By Denise G. Callahan
Journal-News, Hamilton, Ohio
BUTLER COUNTY, Ohio — The Butler County commissioners on Monday approved an agreement with the Common Pleas Court, the sheriff and the state to accept an estimated $2.5 million over two years to continue a program in which county jails house low-level felony prisoners.
The state program was mandated in part as a cost-saving measure for the state to reduce the prison populations. The new state law took effect in July 2018 that required Ohio’s 10 largest counties to stop sending non-violent felony offenders who commit low-level crimes to prison, hoping that lasting rehabilitation is more likely at the local level than in state prisons.
Gov. Mike DeWine removed the mandatory requirement when he introduced his biennium budget two years ago, and the legislature didn’t change it.
“Initially it was mandatory, then they made it optional, but by that time everybody got addicted to the money,” Butler County Pleas Court Administrative Judge Keith Spaeth told the Journal-News. “Because they are giving out more money than it actually costs to house the prisoners, that’s why all these counties including us continue to sign up for it.”
According to the Ohio Department of Rehabilitation and Correction, there are now 60 counties participating in the program.
The state mandates that no more than half the grant can pay for the actual cost to house the prisoners. The rest is to be spent on alternatives to incarceration, rehabilitation and other programs.
Offenders receive services designed to help them overcome barriers such as mental health issues, substance abuse, lack of education and a host of others.
Early cost estimates for the program were as high as $3.8 million. The county initially received a $1.2 million grant from the state to help pay for housing and rehabilitating non-violent offenders. The daily cost to house an inmate at the jail is $72, and the sheriff’s Finance Director Vicki Jo Barger said the pandemic has impacted those costs recently.
“It’s gone down, maybe because of COVID I don’t know,” Barger said. “But the number of bed days has gone down.”

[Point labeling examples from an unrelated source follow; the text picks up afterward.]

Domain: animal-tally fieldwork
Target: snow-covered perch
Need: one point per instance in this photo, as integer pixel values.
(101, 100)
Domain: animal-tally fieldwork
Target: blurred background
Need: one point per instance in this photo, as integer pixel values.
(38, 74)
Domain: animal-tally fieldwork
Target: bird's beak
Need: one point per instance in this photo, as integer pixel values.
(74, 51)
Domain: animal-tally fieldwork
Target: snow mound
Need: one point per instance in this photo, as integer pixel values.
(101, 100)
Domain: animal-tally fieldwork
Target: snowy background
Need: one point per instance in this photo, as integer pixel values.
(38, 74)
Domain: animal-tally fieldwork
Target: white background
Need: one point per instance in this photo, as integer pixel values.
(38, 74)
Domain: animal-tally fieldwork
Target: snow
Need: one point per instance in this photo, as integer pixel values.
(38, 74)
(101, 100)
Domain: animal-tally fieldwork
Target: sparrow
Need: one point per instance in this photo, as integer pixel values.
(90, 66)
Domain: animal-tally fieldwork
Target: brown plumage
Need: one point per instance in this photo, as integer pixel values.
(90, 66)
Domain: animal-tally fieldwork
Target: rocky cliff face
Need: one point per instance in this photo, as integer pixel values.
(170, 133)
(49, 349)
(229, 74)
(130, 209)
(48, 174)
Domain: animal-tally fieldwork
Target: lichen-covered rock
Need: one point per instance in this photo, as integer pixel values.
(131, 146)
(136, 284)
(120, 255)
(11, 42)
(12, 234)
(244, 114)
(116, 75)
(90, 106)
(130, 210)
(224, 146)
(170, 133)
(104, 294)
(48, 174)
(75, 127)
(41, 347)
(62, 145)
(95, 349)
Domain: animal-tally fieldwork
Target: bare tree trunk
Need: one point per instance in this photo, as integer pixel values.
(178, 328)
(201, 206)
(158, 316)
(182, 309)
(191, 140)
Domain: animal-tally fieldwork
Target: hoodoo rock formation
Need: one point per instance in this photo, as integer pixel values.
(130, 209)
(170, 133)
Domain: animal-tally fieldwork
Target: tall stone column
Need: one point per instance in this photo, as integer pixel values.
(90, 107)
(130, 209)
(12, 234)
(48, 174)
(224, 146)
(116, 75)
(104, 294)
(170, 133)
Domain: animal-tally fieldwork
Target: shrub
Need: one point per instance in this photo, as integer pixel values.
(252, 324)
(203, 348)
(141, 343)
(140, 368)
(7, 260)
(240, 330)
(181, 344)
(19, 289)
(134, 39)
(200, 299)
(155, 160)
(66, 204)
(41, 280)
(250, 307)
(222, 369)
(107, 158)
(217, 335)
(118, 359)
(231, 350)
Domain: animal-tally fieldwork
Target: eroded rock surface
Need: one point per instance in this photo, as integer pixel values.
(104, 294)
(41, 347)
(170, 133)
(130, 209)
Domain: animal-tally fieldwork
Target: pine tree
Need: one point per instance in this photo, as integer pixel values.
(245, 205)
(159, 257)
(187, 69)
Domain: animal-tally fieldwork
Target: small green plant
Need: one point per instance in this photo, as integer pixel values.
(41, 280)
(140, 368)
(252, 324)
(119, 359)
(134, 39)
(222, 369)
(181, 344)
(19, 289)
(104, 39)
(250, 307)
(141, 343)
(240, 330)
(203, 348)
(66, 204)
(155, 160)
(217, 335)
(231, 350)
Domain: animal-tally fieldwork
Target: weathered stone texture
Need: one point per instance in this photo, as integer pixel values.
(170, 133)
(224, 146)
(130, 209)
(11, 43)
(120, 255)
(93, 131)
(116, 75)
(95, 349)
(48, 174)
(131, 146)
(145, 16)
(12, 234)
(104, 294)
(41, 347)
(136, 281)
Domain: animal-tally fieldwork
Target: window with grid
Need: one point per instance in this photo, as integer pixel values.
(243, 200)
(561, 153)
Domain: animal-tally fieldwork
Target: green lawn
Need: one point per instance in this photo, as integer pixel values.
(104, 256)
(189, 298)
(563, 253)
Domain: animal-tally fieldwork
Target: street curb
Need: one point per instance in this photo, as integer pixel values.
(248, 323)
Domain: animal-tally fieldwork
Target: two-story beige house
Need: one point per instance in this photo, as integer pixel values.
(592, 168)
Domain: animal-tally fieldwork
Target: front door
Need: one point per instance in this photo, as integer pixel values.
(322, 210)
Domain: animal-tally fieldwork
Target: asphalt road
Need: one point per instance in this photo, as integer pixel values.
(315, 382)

The rest the money has been spent on things like expanding the ankle-monitoring program and salaries for additional probation officers who were needed to keep track of offenders in the community. The new agreement with the state calls for those types of costs and probation department supplies, including bulletproof vests and vehicles.
Spaeth said the judges are also studying using some of the funds for courtroom technology upgrades like installing a sound system that includes a “white noise” feature so jurors can’t hear what the judge and attorneys are saying during sidebars at the bench.
He said if they can tap these funds to upgrade some decades-old technology, it will save the county taxpayers in the long run because it won’t come out of the general fund.
“It’s not like we’re putting Jacuzzis in every judges’ chambers,” Spaeth said. “We’re looking for ways to update the technology and keep it consistent in all the courtrooms.”
Spaeth said this law that prohibits prison time takes the “teeth” out of a judge’s ability to force an offender to change. Typical felony five offenses are: felony non support of dependents; theft; possession of drugs; breaking and entering and receiving stolen property.
“If I’ve got somebody who has shown a lack of willingness to do anything, they don’t show up for pretrial, they’ve violated their bond, I’m not going to put that F-5 offender on probation,” Spaeth said. “Not me personally, because I know when they come back there’s nothing I can do to them than 90 days in jail.”